A Survey on Temporal Interaction Graph Representation Learning: Progress, Challenges, and Opportunities
Pengfei Jiao, Hongjiang Chen, Xuan Guo, Zhidong Zhao, Dongxiao He, Di Jin

TL;DR
This survey reviews the progress, challenges, and future opportunities in temporal interaction graph representation learning, emphasizing the importance of temporal dependencies and providing a taxonomy of methods and resources for ongoing research.
Contribution
It offers a comprehensive taxonomy of TIGRL methods, curates datasets and benchmarks, and discusses open challenges and future research directions in the field.
Findings
Systematic categorization of TIGRL methods based on information types
Curated datasets and benchmarks for empirical evaluation
Identification of key open challenges and promising research directions
Abstract
Temporal interaction graphs (TIGs), defined by sequences of timestamped interaction events, have become ubiquitous in real-world applications due to their capability to model complex dynamic system behaviors.
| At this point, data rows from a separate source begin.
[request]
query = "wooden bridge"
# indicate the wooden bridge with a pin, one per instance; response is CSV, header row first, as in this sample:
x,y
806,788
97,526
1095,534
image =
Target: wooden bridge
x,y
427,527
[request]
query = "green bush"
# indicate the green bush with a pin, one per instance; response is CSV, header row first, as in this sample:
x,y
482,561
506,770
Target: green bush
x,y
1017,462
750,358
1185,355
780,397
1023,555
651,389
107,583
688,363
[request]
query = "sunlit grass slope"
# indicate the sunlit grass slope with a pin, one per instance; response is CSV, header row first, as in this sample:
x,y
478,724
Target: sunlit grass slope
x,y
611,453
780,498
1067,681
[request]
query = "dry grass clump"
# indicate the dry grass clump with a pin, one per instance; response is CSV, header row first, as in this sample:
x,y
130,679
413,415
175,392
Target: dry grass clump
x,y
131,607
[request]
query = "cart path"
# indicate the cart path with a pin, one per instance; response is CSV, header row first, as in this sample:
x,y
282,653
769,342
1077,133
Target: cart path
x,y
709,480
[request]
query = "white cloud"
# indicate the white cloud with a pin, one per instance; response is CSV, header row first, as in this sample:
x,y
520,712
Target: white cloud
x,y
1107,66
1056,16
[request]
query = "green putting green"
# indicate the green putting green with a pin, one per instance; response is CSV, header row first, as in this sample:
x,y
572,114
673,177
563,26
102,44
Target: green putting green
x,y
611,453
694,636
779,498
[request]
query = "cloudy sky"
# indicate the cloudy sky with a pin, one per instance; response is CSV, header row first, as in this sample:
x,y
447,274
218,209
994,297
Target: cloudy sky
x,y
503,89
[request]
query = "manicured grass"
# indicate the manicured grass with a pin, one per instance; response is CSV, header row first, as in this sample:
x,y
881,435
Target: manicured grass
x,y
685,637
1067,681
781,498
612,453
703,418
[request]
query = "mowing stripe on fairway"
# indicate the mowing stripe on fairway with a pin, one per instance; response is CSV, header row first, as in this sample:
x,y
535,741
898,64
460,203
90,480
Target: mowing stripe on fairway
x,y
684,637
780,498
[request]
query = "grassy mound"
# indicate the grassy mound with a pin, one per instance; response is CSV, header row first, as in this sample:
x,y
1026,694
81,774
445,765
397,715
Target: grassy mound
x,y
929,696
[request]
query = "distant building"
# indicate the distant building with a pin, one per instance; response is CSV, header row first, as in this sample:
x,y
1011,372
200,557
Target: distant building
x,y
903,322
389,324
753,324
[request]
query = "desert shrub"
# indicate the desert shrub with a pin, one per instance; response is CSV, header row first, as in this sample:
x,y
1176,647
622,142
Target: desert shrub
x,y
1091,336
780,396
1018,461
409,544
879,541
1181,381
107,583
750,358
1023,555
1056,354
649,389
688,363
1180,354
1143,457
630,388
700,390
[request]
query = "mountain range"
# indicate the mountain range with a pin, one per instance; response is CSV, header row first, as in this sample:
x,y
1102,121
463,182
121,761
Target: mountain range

As a result, temporal interaction graph representation learning (TIGRL) has garnered significant attention in recent years. TIGRL aims to embed nodes in TIGs into low-dimensional representations that effectively preserve both structural and temporal information, thereby enhancing the performance of downstream tasks such as classification, prediction, and clustering within constantly evolving data environments. In this paper, we begin by introducing the foundational concepts of TIGs and emphasize the critical role of temporal dependencies. We then propose a comprehensive taxonomy of state-of-the-art TIGRL methods, systematically categorizing them based on the types of information…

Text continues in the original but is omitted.